Lemma Senbet, The William E. Mayer Chair Professor of Finance and Director, Center for Financial Policy, University of Maryland, moderated the second panel, “The Future of Financial Regulation.” The panel first discussed the movement towards a globally coordinated regulatory framework to monitor systemically important institutions that operate across national boundaries. Other topics included financial innovation; Dodd-Frank’s Orderly Liquidation Authority; regulating and monitoring systemic risks engendered by ETFs; corporate governance and executive compensation practices; and the future of capital regulation and cost of bank equity. Panelists included Donald Kohn, Former Vice Chairman, Federal Reserve Board and Senior Fellow, Brookings Institution; Craig Lewis, Chief Economist and Director, Division of Risk, Strategy, and Financial Innovation (RiskFin), US Securities and Exchange Commission; Charles Taylor, Deputy Comptroller for Capital and Regulatory Policy, Office of the Comptroller of the Currency; and Kathleen Hanley, Deputy Director and Deputy Chief Economist, Division of Risk, Strategy, and Financial Innovation (RiskFin), US Securities and Exchange Commission.

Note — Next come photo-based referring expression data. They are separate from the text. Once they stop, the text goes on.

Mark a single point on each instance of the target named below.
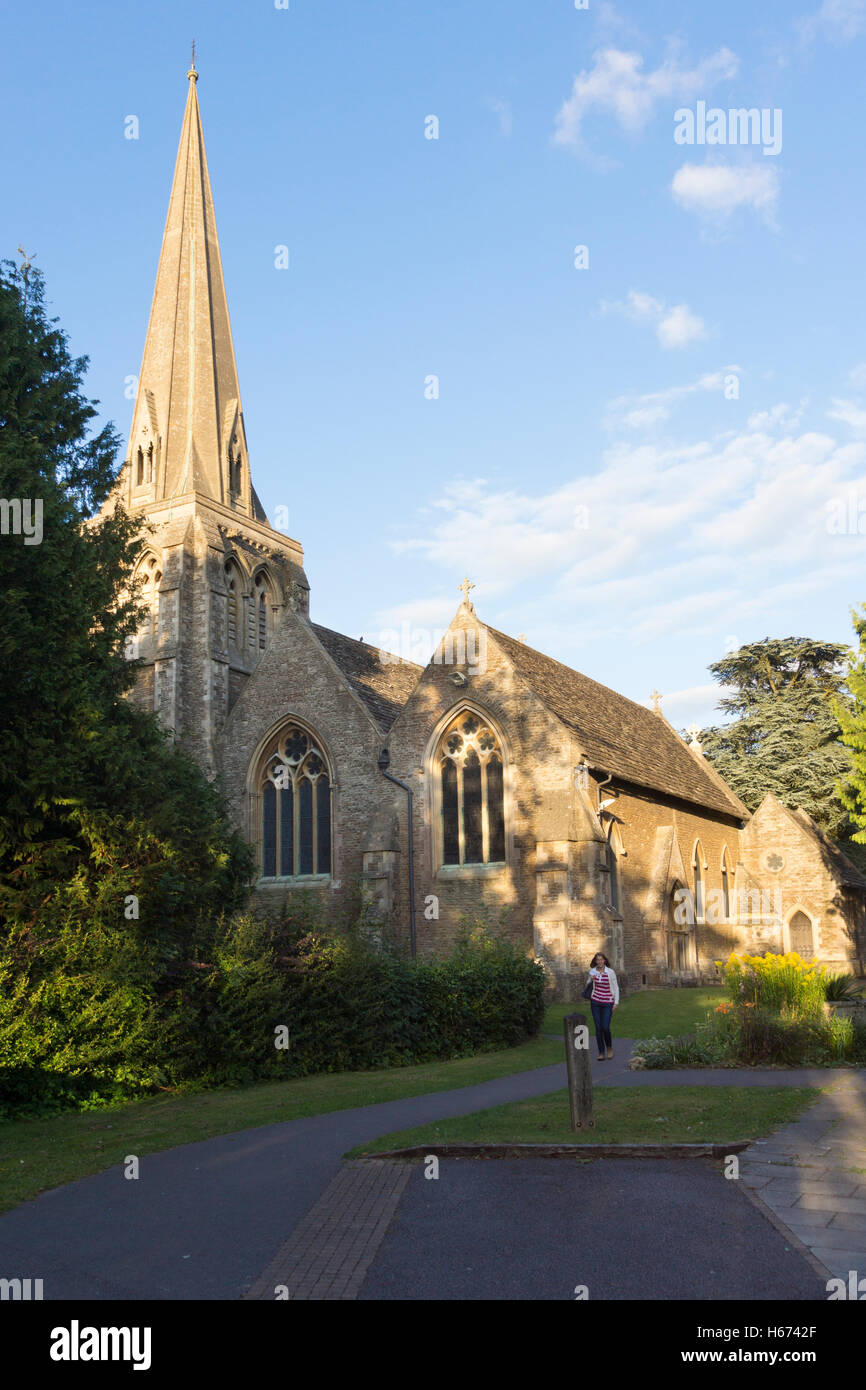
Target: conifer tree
(852, 722)
(97, 806)
(784, 738)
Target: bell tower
(217, 576)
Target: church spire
(188, 424)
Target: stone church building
(494, 781)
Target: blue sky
(640, 463)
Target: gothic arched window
(613, 852)
(469, 765)
(698, 868)
(260, 613)
(152, 577)
(801, 936)
(295, 788)
(234, 624)
(234, 467)
(680, 929)
(727, 884)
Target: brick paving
(330, 1251)
(812, 1176)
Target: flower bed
(773, 1016)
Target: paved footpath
(812, 1176)
(213, 1219)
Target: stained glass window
(471, 787)
(295, 806)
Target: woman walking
(603, 1001)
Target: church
(492, 783)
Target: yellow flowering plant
(786, 984)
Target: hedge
(79, 1032)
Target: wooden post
(580, 1073)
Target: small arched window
(295, 788)
(727, 886)
(801, 934)
(234, 467)
(260, 613)
(469, 765)
(615, 851)
(698, 870)
(152, 577)
(680, 929)
(234, 590)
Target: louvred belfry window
(295, 806)
(471, 792)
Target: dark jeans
(601, 1016)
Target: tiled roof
(838, 863)
(619, 736)
(382, 685)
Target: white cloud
(617, 86)
(836, 20)
(779, 417)
(676, 327)
(715, 191)
(680, 327)
(681, 541)
(654, 406)
(850, 413)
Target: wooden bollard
(580, 1072)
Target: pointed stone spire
(188, 424)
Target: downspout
(384, 759)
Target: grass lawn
(654, 1014)
(623, 1115)
(45, 1153)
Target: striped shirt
(601, 986)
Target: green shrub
(92, 1018)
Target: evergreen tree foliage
(787, 695)
(852, 722)
(96, 804)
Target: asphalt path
(548, 1229)
(205, 1219)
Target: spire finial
(466, 587)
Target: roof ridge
(367, 647)
(583, 674)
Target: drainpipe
(384, 761)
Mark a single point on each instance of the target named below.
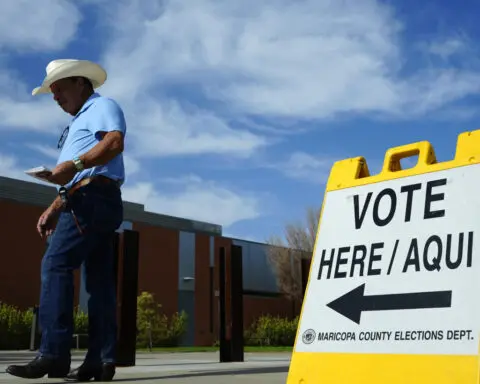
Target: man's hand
(63, 173)
(46, 223)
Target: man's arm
(111, 145)
(110, 132)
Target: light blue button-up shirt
(98, 114)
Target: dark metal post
(225, 347)
(127, 291)
(34, 330)
(236, 287)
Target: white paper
(39, 173)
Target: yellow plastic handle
(422, 149)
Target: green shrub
(15, 326)
(155, 327)
(272, 331)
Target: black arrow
(353, 303)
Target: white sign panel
(396, 268)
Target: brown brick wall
(158, 270)
(158, 264)
(255, 307)
(22, 252)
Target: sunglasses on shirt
(63, 137)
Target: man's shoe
(39, 367)
(88, 371)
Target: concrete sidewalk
(195, 368)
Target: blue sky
(236, 110)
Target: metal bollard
(34, 329)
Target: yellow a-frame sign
(394, 284)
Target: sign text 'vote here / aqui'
(396, 271)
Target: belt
(102, 180)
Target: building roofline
(37, 194)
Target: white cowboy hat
(63, 68)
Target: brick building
(176, 262)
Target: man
(82, 224)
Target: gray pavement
(194, 368)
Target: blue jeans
(99, 211)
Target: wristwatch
(78, 163)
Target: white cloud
(304, 166)
(47, 26)
(334, 57)
(447, 47)
(196, 199)
(38, 26)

The roundtable participants enjoyed a luncheon keynote address from Darrell Duffie, Dean Witter Distinguished Professor of Finance at Stanford University. Professor Duffie went into the “plumbing” of the financial market, discussing the core interbank market, central bank liquidity, central bank swap lines, broad credit facilities, liquidity to financial market utilities, lending of last resort, and Tri-Party Repo Infrastructure Reform. Amadou N.R. Sy, Deputy Chief of the Monetary and Capital Markets Department at the IMF, concluded the day’s event by encouraging participants to use the information obtained at the roundtable to help refine the agenda on financial regulation in a forward looking manner. He also mentioned that the program coordinators will produce a white paper as a follow-up to this roundtable.

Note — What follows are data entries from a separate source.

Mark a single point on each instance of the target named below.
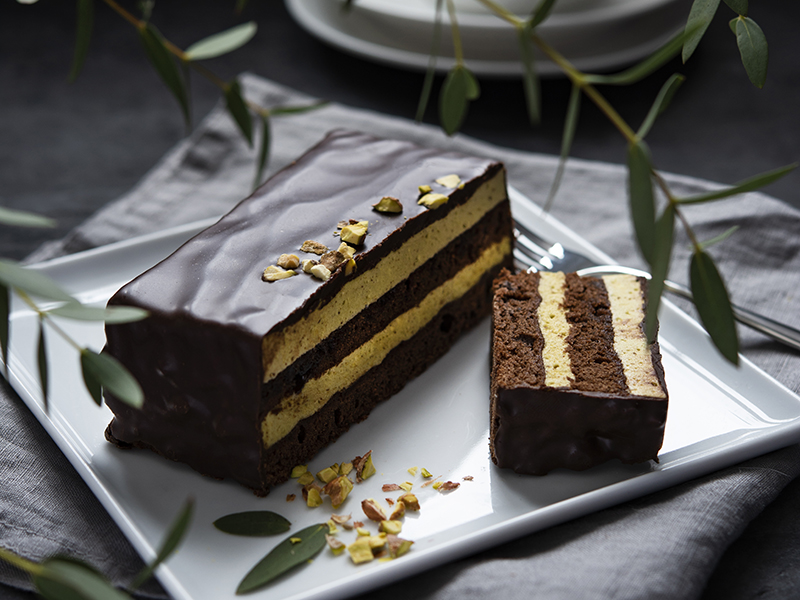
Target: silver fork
(534, 253)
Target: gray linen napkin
(662, 546)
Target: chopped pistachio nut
(313, 497)
(373, 510)
(336, 545)
(432, 200)
(346, 250)
(299, 470)
(327, 474)
(392, 526)
(314, 247)
(398, 512)
(397, 546)
(388, 204)
(338, 490)
(307, 264)
(274, 273)
(410, 501)
(289, 261)
(360, 551)
(355, 233)
(364, 467)
(305, 478)
(451, 181)
(320, 272)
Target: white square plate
(719, 415)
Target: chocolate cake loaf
(574, 382)
(345, 275)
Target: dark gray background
(66, 150)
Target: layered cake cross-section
(574, 381)
(345, 275)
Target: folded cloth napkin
(665, 545)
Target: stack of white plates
(594, 35)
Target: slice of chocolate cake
(288, 320)
(574, 382)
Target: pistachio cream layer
(283, 347)
(316, 392)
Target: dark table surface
(68, 149)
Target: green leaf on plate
(22, 218)
(662, 251)
(295, 550)
(255, 523)
(103, 370)
(570, 125)
(83, 35)
(263, 152)
(713, 305)
(530, 80)
(237, 108)
(171, 541)
(642, 202)
(41, 362)
(164, 64)
(222, 43)
(748, 185)
(661, 102)
(111, 314)
(5, 313)
(31, 281)
(66, 578)
(700, 16)
(753, 48)
(541, 12)
(740, 7)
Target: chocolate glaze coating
(198, 356)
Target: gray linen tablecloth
(662, 546)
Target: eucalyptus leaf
(83, 35)
(237, 108)
(748, 185)
(41, 362)
(700, 16)
(285, 556)
(255, 523)
(171, 541)
(31, 281)
(541, 12)
(453, 99)
(740, 7)
(263, 152)
(642, 201)
(427, 85)
(164, 63)
(107, 371)
(713, 305)
(661, 102)
(65, 578)
(111, 314)
(22, 218)
(570, 125)
(719, 238)
(753, 48)
(222, 43)
(530, 80)
(662, 251)
(5, 313)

About the Center for Financial Policy
The Center for Financial Policy leverages the Smith School’s world renowned faculty to lead research in a collaborative exchange of ideas and solutions on critical policy issues between business, government, and academia, while working to enhance and broaden the exposure of the next generation of business and government leaders to leading academics and practitioners in financial policy.

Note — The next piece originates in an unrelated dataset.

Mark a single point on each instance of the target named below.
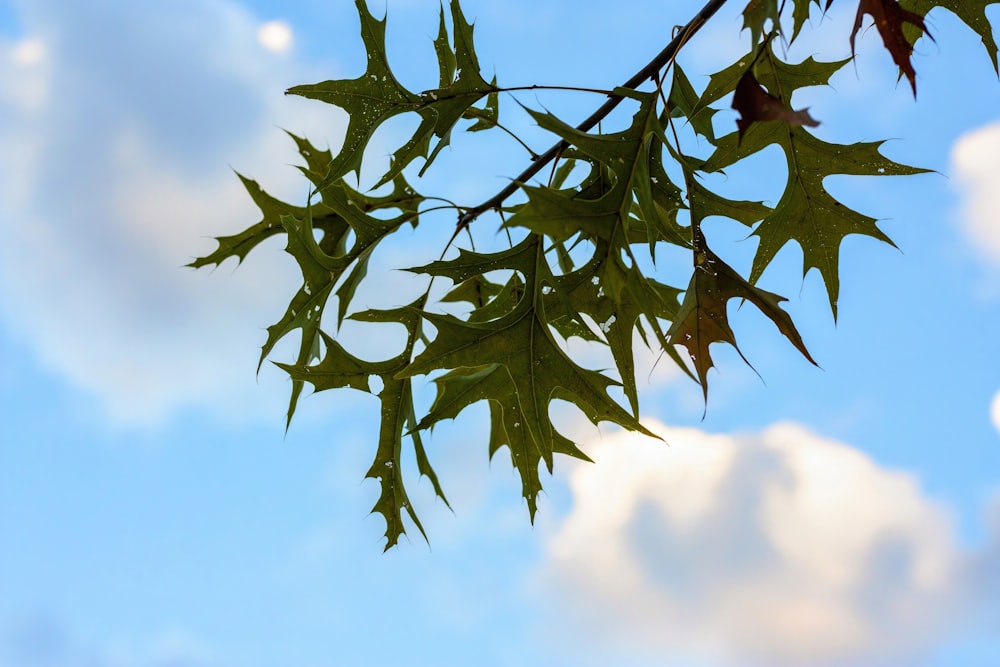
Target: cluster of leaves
(581, 245)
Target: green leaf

About the Monetary and Capital Markets (MCM) Department of the International Monetary Fund
MCM’s mission is to provide intellectual leadership and expertise for the IMF’s work on capital markets, financial sectors and monetary and foreign exchange arrangements and operations. MCM’s surveillance role includes: identifying risks to global financial stability and their implications for the membership; assessing the soundness of individual members’ financial systems and their linkages with the macro-economy; assessing the effectiveness of the authorities’ oversight of these systems; and strengthening the Fund’s capability to provide early warning and help prevent or mitigate financial crises. MCM supports capacity-building in member countries, particularly with regard to the supervision and regulation of financial systems, central banking, monetary and exchange rate regimes, and asset and liability management. In delivering these services, MCM collaborates closely with regional and multilateral organizations and financial sector standards-setters.